Ya, sudut pandang buku ini terbilang unik dan menjadi book appeal yang
tinggi di mata pembaca. Ia membidik sejarah Nabi dari kualitas kemanusiaannya
sebagai seorang manusia dan keteladannya sebagai seorang Nabi. Buku ini dibuka
dengan sebuah paragraf indah yang membuat kita penasaran ingin membacanya lebih
lanjut.
Tariq mendedahkan sikap dan teladan Nabi pada tiga hal: hubungan manusia
dengan manusia, manusia dengan hewan, dan manusia dengan alam. Hal yang
menyangkut hubungan antar-manusia, misalnya, sabda Nabi kepada salah seorang
sahabatnya, “Dalam dirimu ada dua sifat yang disenangi Tuhan: kelembutan (al-hilm)

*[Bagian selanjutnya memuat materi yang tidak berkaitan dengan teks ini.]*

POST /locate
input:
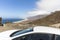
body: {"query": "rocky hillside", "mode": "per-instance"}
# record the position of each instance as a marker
(54, 18)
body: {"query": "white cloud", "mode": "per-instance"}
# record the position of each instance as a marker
(47, 6)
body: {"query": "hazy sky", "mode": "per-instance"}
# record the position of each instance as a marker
(16, 8)
(26, 8)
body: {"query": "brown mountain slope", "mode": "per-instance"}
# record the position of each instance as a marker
(49, 20)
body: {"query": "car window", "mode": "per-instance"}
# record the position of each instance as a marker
(35, 36)
(58, 37)
(21, 32)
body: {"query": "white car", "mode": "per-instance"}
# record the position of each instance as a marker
(35, 33)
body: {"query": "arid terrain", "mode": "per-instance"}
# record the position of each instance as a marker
(52, 20)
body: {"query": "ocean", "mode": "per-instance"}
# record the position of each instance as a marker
(10, 20)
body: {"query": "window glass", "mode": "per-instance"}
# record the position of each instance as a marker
(21, 32)
(35, 36)
(58, 37)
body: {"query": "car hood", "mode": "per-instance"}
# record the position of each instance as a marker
(6, 34)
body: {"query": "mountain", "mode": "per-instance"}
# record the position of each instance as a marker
(11, 20)
(53, 18)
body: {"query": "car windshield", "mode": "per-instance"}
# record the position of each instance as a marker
(21, 32)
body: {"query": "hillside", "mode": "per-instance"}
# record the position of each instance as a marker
(54, 18)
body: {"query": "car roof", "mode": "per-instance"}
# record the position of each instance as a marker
(44, 29)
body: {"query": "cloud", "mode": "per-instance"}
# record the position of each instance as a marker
(49, 5)
(46, 5)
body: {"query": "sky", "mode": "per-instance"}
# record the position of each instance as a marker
(27, 8)
(16, 8)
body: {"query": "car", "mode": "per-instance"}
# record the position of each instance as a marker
(32, 33)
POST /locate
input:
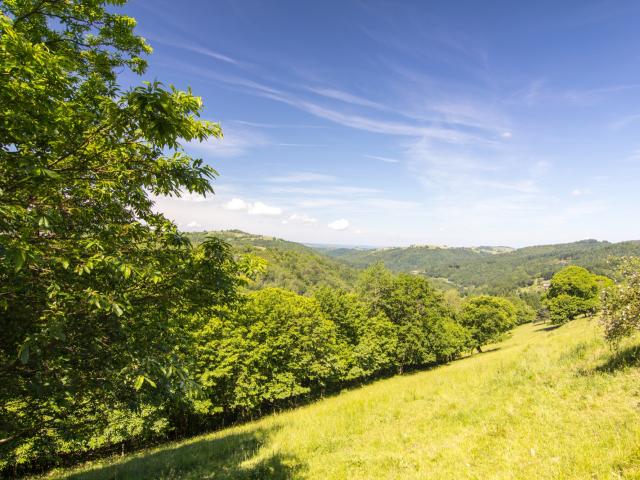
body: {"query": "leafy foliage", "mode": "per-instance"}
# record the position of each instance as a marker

dan ketabahan (al-anah, “kemuliaan,” “toleran”).” Beliau mengajak
semua sahabatnya untuk tetap bersikap lembut dan pemaaf, “Jika engkau mendengar
sesuatu yang tidak kausenangi tentang saudaramu, carilah hingga tujuh puluh
alasan untuk memakluminya. Jika engkau tidak bisa menemukan satu pun alasan
untuknya, yakinkan dirimu bahwa alasannya tidak kauketahui” (hlm. 199-200).

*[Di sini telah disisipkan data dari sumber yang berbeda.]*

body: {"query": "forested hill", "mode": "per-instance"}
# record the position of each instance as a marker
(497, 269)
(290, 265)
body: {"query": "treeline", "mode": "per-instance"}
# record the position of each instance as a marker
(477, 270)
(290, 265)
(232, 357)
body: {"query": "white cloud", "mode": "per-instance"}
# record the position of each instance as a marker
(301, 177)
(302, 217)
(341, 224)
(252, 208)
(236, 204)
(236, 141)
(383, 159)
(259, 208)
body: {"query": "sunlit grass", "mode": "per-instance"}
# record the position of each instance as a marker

Sedang yang berhubungan antara manusia dengan hewan, yakni misalnya sabda
Nabi yang menyangkut soal ritual penyembelihan hewan ternak (dan qurban), bahwa
pisaunya harus tajam, agar tidak menyakiti hewannya, dan menyembunyikan
pisaunya sebelum digunakan. Menurut Tariq penghargaan terhadap hewan juga
merupakan ajaran Islam yang paling penting. Nabi mengajarkan hak hidup hewan
untuk dihargai, dihindarkan dari penderitaan, diberi makanan yang ia perlukan,
dan diperlakukan dengan baik. Hal ini bahkan menjadi sebuah kewajiban dan
syarat peningkatan spiritual seseorang. Tariq pun menyitir salah satu hadis
perihal penghormatan terhadap hewan. “Siapa pun yang membunuh burung pipit atau
hewan yang lebih besar lagi tanpa menghargai hak hidupnya akan dimintai
pertanggungjawaban di hadap Tuhan pada Hari Pembalasan.”
Adapun yang berhubungan antara manusia dengan alam terlihat pada saat Nabi melawati
Sa’d ibn Abi Waqqas yang sedang berwudhu. Beliau berkata kepadanya: “Kenapa
mubazir begitu, wahai Sa’d?” “Apakah ada mubazir dalam berwudhu sekalipun?” Tanya
Sa’d. Nabi menjawab, “Ya, sekalipun ketika menggunakan air sungai yang
mengalir.” Air adalah unsur penting dalam seluruh ajaran dan praktik ritual
Islam, karena ia melambangkan kesucian badan dan hati, kebersihan tampilan
fisik dan kandungan spiritual. Menghormati alam dan menggunakannya secara bijak
justru, dalam dirinya sendiri, merupakan pelatihan dan penanjakan spiritual,
tujuan pencarian mereka akan Sang Pencipta” (hlm. 343).
Hubungan manusia dengan alam bukan lagi persoalan ekologi untuk
mengantisipasi bencana tapi lebih dari itu, yakni sebuah etika terhadap alam
sebagai implementasi ajaran spiritual terdalam. Hubungan antara orang beriman
dan alam harus didasarkan pada perenungan dan penghormatan. Tariq memperkuat
argumennya dengan sabda lain dari Sang Nabi, “Jika detik-detik Hari Pembalasan
telah mendekat dan seseorang di antara kalian menggenggam benih di tangannya, bersegeralah
menanam benih itu.”
Buku biografi intelektual-spiritual Nabi Muhammad Saw. ini ibarat oase yang
menanti pembaca untuk meminumnya hingga dahaga intelektual dan spiritual mereka
terobati oleh ajaran dan teladan beliau.[]
M. Iqbal Dawami
Ketua Tadarus Buku Pati
1 komentar:
Buku yang indah, Mas. Saya beli di Togamas Gejayan awal tahun 2015.